Perseguire esclusivamente i caporali e combattere la presenza dei lavoratori irregolari nelle campagne sono azioni che non intaccano il sistema di produzione. Come quando si pretende di affrontare le sfide poste dalle migrazioni che attraversano il Mediterraneo semplicemente attaccando gli scafisti e proteggendo le frontiere europee.
E l’accostamento è particolarmente efficace, adesso, perché sono spesso esattamente le stesse persone, in entrambi gli scenari, a subire le conseguenze di politiche che mai dichiarano i loro reali scopi, che sempre nascondono dietro il linguaggio dell’umanitarismo l’obiettivo di far perdurare e anzi rafforzare la violenza dello stato di cose presente.
Ma l’opinione pubblica italiana troverà certamente più “normale” e “appropriato” alla sua “natura” di profugo che Mohamed sia morto per qualche euro mentre raccoglieva i pomodori che arriveranno sulle nostre tavole e su quelle di mezzo mondo. Almeno non ha preteso di vivere da soggetto di diritti quale era, magari andando ad occupare una delle palazzine di Treviso i cui mobili sono stati dati alle fiamme dai fascisti col beneplacito di politici locali e abitanti della zona.
È rimasto al suo posto. Prima naufrago e poi schiavo. A dormire per terra, a farsi bruciare dal sole, come nelle storie mai troppo lontane dei neri dell’America del Sud.
Questa precisa inclusione differenziale rasserena tutti gli animi. Ci conforta. E del resto, per un uomo che scappa dalla guerra e dalla dittatura sudanese, cosa altro avrebbe la responsabilità di offrire l’Europa dei diritti umani?
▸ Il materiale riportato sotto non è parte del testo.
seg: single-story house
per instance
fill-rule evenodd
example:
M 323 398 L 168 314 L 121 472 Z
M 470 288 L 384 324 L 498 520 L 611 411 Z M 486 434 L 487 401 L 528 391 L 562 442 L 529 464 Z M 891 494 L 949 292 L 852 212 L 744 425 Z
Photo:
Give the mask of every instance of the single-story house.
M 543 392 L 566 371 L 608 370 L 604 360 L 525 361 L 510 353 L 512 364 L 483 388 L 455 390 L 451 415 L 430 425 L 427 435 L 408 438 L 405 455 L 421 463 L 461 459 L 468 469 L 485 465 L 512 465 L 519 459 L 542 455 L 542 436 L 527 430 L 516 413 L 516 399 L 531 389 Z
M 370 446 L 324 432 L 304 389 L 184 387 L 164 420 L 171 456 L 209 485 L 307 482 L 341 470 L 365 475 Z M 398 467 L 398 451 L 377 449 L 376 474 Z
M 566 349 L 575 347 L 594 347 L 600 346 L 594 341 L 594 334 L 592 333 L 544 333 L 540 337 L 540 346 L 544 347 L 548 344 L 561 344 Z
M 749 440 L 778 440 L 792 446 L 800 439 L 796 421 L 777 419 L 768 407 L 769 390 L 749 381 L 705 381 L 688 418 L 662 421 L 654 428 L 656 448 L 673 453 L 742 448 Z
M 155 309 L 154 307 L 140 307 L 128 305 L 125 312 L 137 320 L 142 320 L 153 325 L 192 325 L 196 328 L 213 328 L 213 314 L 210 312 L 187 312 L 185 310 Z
Oggi è successo a Mohamed, come nel tempo era successo a decine di altri migranti africani tra Nardò, Rosarno, Alcamo, in maggioranza provenienti da paesi in guerra o fuggiti da persecuzioni.
Ma sarebbe potuto succedere anche ad Alina o a Luana, una delle tante donne rumene impiegate nelle serre del ragusano, dove molto spesso la tassa da pagare per poter lavorare è la prestazione sessuale messa a sistema. La mobilità europea è anche in questo senso sempre più stratificata e funzionale alla costruzione di linee di potere cui corrispondono precise cesure e distinzioni tra le persone che attraversano il continente: i miserabili dell’Ue si muovono verso i paesi che contano, a volte attraverso agenzie interinali internazionali che sono veri e propri strumenti di tratta, e qui vanno direttamente a occupare, insieme a richiedenti asilo e rifugiati, la loro posizione di servi o schiavi.
Ogni cosa quindi, è perfettamente in ordine. Nel mostruoso assetto economico e politico di questa Unione europea che ha tradito, passo dopo passo, tutti i principi su cui doveva fondarsi. Lo sfruttamento dei profughi e dei cittadini poveri dell’Ue nelle campagne del continente, a cominciare da quelle italiane, è forse uno dei sintomi più rappresentativi di questa desolante parabola.